Coma Cose vs Bonetti: l'intervista doppia

Coma Cose e Bonetti non si conoscevano tra di loro. Ci abbiamo pensato noi

grafiche di Maria Serafini
grafiche di Maria Serafini

"Vengo dal niente voglio tutto" vs "Vengo dal tutto voglio niente". Grazie a questa suggestione contenuta nei testi, rispettivamente, di Coma Cose e Bonetti, abbiamo pensato di farli incontrare e, per una volta, lasciare che si facessero delle domande tra di loro anziché intervenire dalla redazione. Fausto, California e Bonetti non si conoscevano prima: ecco quali sono state le cose che li hanno incuriositi l'uno dell'altro. Chissà se il 25 maggio staranno a guardarsi a vicenda sul palco Havaianas al MI AMI Festival.

 

COMA COSE VS BONETTI

Perché “Bonetti”? È il tuo cognome all’anagrafe? Perché un nome d’arte?
In realtà Bonetti nasce come storpiatura del mio cognome. Sono anni che i miei amici più cari mi chiamano così, quindi per me è stato assolutamente normale “battezzare” in questo modo il mio progetto. Per quel che mi riguarda è perfetto, perché è a tutti gli effetti un nome d'arte, ma è anche qualcosa di molto intimo in cui mi identifico pienamente.
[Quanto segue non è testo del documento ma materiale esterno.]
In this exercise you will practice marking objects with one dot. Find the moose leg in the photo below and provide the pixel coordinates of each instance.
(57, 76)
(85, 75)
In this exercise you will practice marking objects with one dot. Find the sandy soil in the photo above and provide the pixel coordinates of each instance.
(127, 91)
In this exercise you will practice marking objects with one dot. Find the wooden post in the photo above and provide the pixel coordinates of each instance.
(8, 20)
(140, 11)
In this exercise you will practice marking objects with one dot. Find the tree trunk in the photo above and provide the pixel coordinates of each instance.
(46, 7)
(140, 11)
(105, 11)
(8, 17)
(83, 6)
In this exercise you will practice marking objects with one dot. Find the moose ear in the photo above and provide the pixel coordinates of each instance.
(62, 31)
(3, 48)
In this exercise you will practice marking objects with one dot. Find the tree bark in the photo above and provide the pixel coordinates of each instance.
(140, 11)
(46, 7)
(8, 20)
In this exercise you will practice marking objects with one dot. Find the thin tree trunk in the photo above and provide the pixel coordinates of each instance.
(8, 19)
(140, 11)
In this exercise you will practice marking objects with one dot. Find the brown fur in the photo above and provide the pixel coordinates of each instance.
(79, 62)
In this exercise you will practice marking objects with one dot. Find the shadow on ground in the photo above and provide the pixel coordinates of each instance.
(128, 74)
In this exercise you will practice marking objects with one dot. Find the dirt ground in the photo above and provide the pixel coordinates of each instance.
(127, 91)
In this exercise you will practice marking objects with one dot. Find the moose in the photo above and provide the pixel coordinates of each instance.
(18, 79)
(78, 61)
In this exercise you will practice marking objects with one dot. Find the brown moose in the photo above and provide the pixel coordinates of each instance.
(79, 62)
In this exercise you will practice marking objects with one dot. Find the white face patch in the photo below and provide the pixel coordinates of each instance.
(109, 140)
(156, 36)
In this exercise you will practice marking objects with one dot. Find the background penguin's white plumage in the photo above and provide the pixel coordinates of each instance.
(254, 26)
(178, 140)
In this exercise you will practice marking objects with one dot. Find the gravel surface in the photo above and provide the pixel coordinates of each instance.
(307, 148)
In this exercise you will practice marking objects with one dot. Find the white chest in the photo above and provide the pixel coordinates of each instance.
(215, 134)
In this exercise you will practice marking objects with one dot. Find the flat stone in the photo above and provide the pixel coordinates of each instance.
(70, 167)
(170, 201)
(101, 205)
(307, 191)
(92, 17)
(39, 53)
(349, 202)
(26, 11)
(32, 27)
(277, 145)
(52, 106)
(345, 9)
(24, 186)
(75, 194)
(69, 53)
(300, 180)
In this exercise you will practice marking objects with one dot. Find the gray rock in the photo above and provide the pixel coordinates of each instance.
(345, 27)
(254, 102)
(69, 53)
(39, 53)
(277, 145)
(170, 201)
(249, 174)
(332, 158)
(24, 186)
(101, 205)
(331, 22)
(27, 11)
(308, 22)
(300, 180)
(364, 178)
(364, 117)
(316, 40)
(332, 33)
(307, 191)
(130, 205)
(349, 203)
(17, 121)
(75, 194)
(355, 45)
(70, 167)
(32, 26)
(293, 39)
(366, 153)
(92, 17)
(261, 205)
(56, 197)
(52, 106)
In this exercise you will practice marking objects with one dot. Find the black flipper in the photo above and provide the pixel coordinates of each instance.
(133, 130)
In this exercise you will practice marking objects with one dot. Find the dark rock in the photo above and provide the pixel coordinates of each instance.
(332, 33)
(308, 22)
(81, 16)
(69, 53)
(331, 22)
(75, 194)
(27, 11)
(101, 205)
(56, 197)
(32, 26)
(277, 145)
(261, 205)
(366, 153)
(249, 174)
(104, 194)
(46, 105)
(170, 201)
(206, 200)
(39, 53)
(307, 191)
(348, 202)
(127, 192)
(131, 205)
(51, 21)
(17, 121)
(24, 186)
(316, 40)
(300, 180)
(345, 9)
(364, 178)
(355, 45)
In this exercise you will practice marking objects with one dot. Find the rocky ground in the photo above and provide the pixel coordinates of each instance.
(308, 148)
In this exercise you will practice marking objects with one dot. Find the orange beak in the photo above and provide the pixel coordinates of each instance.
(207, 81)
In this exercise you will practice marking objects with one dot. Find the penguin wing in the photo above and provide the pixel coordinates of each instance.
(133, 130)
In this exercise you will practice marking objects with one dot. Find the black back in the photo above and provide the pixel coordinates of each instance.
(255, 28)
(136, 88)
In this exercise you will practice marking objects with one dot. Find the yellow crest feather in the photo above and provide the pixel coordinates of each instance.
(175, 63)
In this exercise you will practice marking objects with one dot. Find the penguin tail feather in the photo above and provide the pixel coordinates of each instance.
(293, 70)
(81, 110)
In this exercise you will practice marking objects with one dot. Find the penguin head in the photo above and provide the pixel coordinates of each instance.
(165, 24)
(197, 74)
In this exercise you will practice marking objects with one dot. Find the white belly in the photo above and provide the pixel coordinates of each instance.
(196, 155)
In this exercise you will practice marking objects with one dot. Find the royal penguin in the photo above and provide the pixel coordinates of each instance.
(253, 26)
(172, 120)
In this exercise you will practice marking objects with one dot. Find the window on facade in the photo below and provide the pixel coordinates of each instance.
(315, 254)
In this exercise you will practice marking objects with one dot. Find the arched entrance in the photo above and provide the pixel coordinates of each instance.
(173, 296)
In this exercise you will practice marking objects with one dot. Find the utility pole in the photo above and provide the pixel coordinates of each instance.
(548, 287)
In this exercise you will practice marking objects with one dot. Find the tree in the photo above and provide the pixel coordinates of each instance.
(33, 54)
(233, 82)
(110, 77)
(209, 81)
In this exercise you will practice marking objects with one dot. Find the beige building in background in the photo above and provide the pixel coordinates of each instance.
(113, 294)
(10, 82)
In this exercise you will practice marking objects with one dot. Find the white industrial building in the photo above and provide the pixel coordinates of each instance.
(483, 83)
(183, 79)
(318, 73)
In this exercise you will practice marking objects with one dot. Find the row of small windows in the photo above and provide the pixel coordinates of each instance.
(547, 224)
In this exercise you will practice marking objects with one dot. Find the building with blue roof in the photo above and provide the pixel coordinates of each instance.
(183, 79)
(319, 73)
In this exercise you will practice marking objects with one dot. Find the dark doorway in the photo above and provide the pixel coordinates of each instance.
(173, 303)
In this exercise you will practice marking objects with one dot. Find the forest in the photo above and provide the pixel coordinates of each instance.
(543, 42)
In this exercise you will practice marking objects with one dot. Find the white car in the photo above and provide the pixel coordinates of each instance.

“La felicità non si merita, quando c’è si vive” è una frase che ci è piaciuta, qual è la poetica che c’è dietro?
Grazie. Quel verso racchiude un po' il senso dell'intera canzone. A volte, credendo di fare bene, ci intestardiamo a cercare di capire situazioni che però non possono essere del tutto comprese e magari nemmeno risolte. Alla lunga quello che ne viene fuori non è quasi mai chiarezza, bensì frustrazione e nervosismo. E non basta applicarsi, sforzarsi di fare il possibile, per arrivare alla felicità. Quella è di un altro pianeta, arriva secondo regole tutte sue.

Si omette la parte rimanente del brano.